American Honey

American Honey ★★★★

What are you willing to sell, and what will be the price? Phony magazine subscriptions? A made-up story designed to elicit pity? Your integrity? Your love? Your body? Your soul?

This is the question at the root of American Honey. Star (played very capably by Sasha Lane) is in a no-win situation at the start of the film, an orphaned teenager saddled with the responsibility of taking care of two kids who don't belong to her, in a relationship with an asshole, and scrounging through dumpsters for their next meal. When presented with an opportunity to change her circumstances, even one so ill-defined and obviously sketchy as traveling across the heartland selling magazine subscriptions door to door, she jumps at the chance.

She takes to the road with a fun-loving bunch of young people lorded over by tough-as-nails Riley Keough and her right-hand man, Shia LaBeouf. They party by night and spend their long days selling their wares to homeowners, truck drivers, oil workers, and whoever else they can convince to spend $40 on magazines that will likely never arrive. Part and parcel to this line of work come lies, theft, violence, and a seemingly unending exposure to the absolute worst of humanity.
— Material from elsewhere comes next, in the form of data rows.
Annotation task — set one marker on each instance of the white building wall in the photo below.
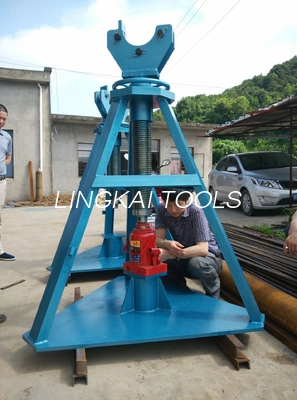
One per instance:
(20, 93)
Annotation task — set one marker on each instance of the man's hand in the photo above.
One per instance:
(175, 248)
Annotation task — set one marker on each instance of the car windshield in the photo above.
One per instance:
(255, 161)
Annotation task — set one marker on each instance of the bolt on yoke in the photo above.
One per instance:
(147, 60)
(141, 67)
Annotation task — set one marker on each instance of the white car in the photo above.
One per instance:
(255, 181)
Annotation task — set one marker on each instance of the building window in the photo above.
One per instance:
(84, 150)
(9, 167)
(177, 166)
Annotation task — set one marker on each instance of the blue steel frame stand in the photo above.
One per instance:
(132, 309)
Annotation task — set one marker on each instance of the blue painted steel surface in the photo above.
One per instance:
(147, 60)
(96, 320)
(109, 316)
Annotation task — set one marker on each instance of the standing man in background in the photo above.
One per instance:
(5, 159)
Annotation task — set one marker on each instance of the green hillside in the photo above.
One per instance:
(250, 95)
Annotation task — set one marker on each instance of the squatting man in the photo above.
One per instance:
(193, 252)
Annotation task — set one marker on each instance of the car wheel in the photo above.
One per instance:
(246, 204)
(213, 195)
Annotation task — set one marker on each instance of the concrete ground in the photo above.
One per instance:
(185, 369)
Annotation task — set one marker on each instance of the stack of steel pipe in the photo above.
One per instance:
(263, 257)
(272, 277)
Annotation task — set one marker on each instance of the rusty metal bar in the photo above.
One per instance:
(263, 257)
(271, 326)
(81, 367)
(230, 346)
(12, 284)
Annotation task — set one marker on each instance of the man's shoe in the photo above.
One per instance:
(2, 318)
(6, 257)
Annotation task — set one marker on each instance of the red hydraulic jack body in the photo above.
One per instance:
(144, 255)
(145, 291)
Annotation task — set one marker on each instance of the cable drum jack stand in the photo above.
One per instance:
(137, 307)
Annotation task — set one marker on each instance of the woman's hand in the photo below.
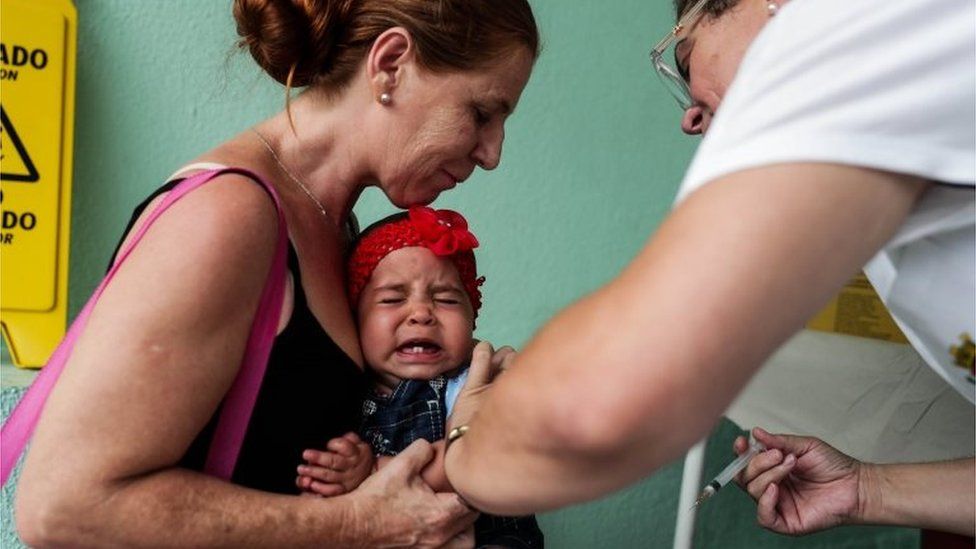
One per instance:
(486, 365)
(801, 484)
(339, 469)
(396, 500)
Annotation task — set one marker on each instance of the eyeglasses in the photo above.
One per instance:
(670, 77)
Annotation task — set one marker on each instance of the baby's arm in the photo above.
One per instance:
(339, 469)
(433, 473)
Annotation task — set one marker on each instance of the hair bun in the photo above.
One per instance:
(286, 34)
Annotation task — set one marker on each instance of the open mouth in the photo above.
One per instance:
(419, 347)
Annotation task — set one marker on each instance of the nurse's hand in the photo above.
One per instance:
(801, 484)
(486, 365)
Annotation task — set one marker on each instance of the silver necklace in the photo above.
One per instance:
(289, 174)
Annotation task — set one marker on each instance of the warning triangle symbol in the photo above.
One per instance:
(15, 163)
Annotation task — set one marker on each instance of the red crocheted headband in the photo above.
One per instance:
(444, 232)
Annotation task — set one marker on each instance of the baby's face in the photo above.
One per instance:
(415, 319)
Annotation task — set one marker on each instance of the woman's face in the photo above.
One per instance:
(447, 124)
(710, 56)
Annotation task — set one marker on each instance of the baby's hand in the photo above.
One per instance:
(339, 469)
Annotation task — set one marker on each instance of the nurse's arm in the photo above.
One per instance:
(625, 380)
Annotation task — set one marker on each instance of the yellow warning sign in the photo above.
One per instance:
(37, 80)
(858, 310)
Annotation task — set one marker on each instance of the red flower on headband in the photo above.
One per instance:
(443, 232)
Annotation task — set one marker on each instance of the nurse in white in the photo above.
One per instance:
(846, 139)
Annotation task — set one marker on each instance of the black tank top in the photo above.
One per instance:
(312, 392)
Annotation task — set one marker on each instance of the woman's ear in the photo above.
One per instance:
(385, 62)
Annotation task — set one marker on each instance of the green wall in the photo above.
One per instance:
(591, 163)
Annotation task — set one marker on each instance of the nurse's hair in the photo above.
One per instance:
(322, 42)
(714, 8)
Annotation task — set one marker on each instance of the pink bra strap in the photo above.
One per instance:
(239, 401)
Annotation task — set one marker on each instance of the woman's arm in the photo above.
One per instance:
(803, 485)
(938, 496)
(159, 352)
(626, 379)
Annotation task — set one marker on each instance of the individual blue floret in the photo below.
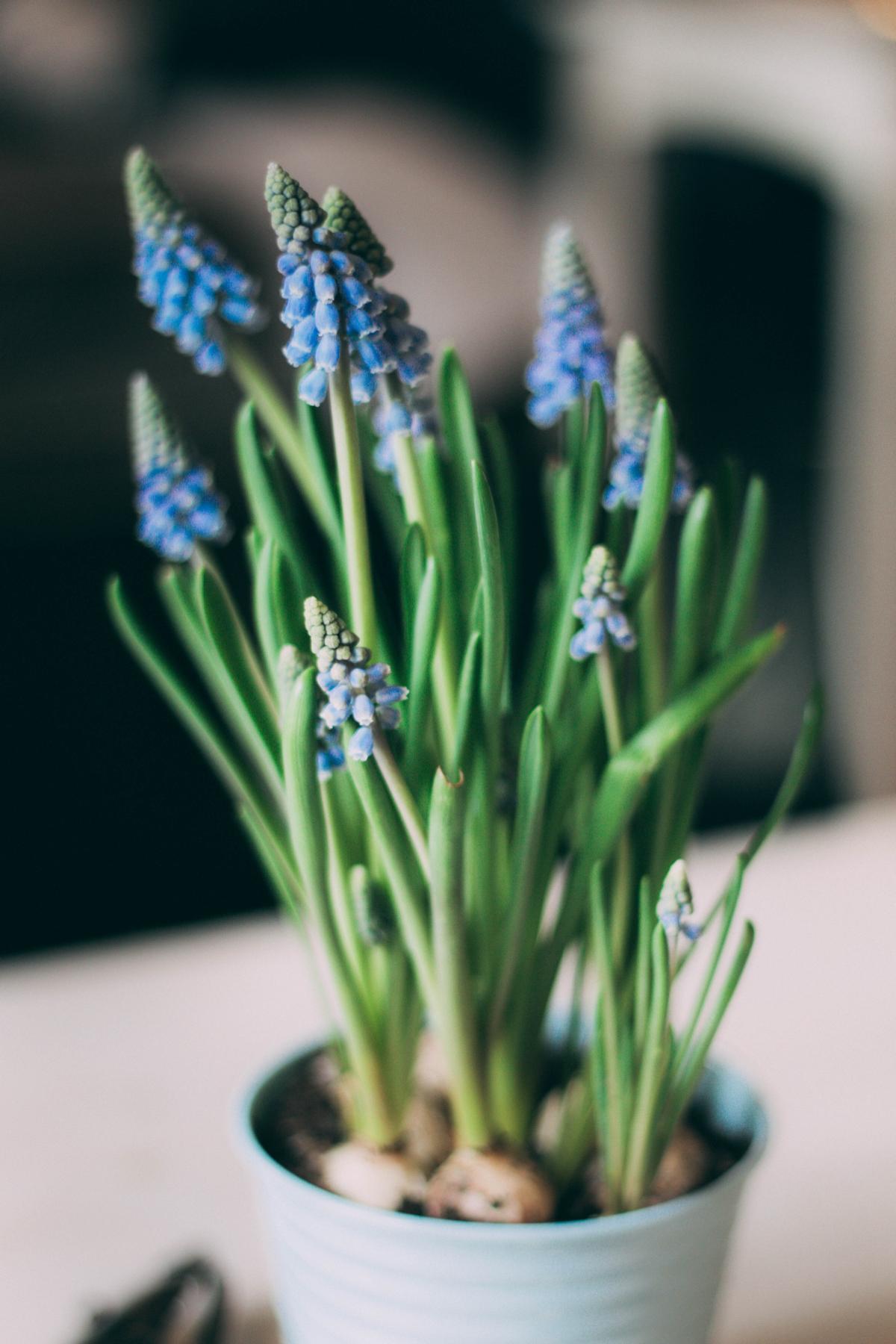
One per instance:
(570, 349)
(356, 691)
(637, 396)
(186, 277)
(329, 293)
(600, 608)
(415, 417)
(676, 903)
(176, 500)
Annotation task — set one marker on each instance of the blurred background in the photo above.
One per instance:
(731, 169)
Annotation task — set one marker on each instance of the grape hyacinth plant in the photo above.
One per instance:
(453, 779)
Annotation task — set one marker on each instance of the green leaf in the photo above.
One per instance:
(501, 473)
(281, 878)
(304, 806)
(650, 519)
(277, 605)
(798, 766)
(178, 694)
(176, 589)
(401, 868)
(630, 769)
(253, 699)
(264, 485)
(652, 1075)
(426, 623)
(568, 584)
(467, 698)
(462, 443)
(688, 1074)
(521, 929)
(411, 567)
(494, 608)
(738, 603)
(458, 418)
(695, 582)
(454, 1009)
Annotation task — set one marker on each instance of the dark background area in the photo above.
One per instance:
(114, 823)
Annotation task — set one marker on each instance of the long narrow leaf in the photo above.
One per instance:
(650, 520)
(744, 571)
(526, 853)
(494, 605)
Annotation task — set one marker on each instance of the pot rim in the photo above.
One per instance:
(448, 1230)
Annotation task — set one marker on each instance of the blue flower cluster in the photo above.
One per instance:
(600, 608)
(355, 690)
(329, 262)
(415, 417)
(408, 346)
(176, 500)
(570, 349)
(183, 275)
(676, 903)
(637, 396)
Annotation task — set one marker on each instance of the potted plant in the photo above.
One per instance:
(465, 756)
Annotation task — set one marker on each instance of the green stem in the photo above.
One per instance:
(417, 511)
(351, 490)
(281, 425)
(610, 1042)
(457, 1027)
(610, 702)
(650, 1075)
(403, 799)
(340, 895)
(615, 741)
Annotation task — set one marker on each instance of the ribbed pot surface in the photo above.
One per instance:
(347, 1275)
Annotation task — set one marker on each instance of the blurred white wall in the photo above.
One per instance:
(810, 89)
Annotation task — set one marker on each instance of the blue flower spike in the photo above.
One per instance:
(570, 347)
(600, 608)
(176, 502)
(415, 416)
(637, 394)
(356, 691)
(183, 275)
(403, 344)
(329, 293)
(675, 907)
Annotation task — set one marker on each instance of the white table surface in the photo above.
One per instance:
(120, 1068)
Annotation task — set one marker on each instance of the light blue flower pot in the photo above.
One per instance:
(348, 1275)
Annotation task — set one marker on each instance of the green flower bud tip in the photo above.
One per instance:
(637, 394)
(373, 907)
(676, 903)
(344, 217)
(155, 436)
(563, 267)
(151, 202)
(332, 641)
(602, 574)
(294, 215)
(600, 608)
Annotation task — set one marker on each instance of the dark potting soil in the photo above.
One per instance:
(297, 1120)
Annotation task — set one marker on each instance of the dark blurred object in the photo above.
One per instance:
(187, 1307)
And the power dynamics of Keough's little group of workers shine a harsh spotlight on what it means to be in "a business" in America.

American Honey may not have much to do with honey, but it is most certainly a film about America. Who are we as a country? How can some of us live in such an exuberance of wealth while others are resigned to poverty, crime, or drugs? And does making a buck in this country really come down to selling away your humanity, one piece at a time?